For the second time this year, Netflix is offering $2 billion in debt to fund its investment in content, including original programming, content acquisitions, investments, and more.
The decision to increase its investment in content production follows Netflix’s well-received earnings beat last week, when it reported revenues of $5.24 billion versus the $5.25 billion expected, and EPS of $1.47 versus the $1.07 expected.
However, the streaming service will soon face significant competition, especially among families with children,when Disney+ launches next month. Apple is also poised to launch Apple TV+, NBCU is bringing us Peacock, and AT&T’s TimeWarner is debuting HBO Max.
On Netflix’s Q3 earnings call, Netflix CEO Reed Hastings said that Disney is going to be “a great competitor.” However, he said that all of the services, including Hulu, YouTube and Amazon Prime, have been competing more with linear TV than with each other.
“We don’t shy away from taking bold swings if we think the business impact will also be amazing. We don’t close every deal we chase and we don’t chase every deal on the table,” said Hastings, in Netflix’s Q3 letter to shareholders.

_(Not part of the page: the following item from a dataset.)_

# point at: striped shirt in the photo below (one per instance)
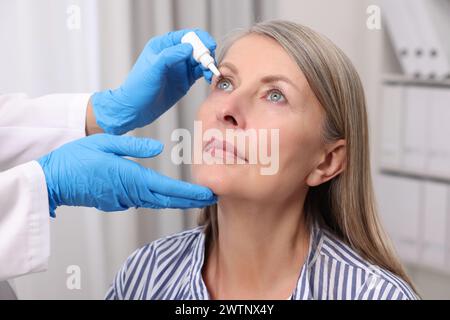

The company also said its growing revenue base and expanding margins would allow it to fund more content spending internally, with cash flow freeing up further in 2020 and beyond.
Netflix says it intends to use the net proceeds from this offering “for general corporate purposes, which may include content acquisitions, production and development, capital expenditures, investments, working capital and potential acquisitions and strategic transactions.”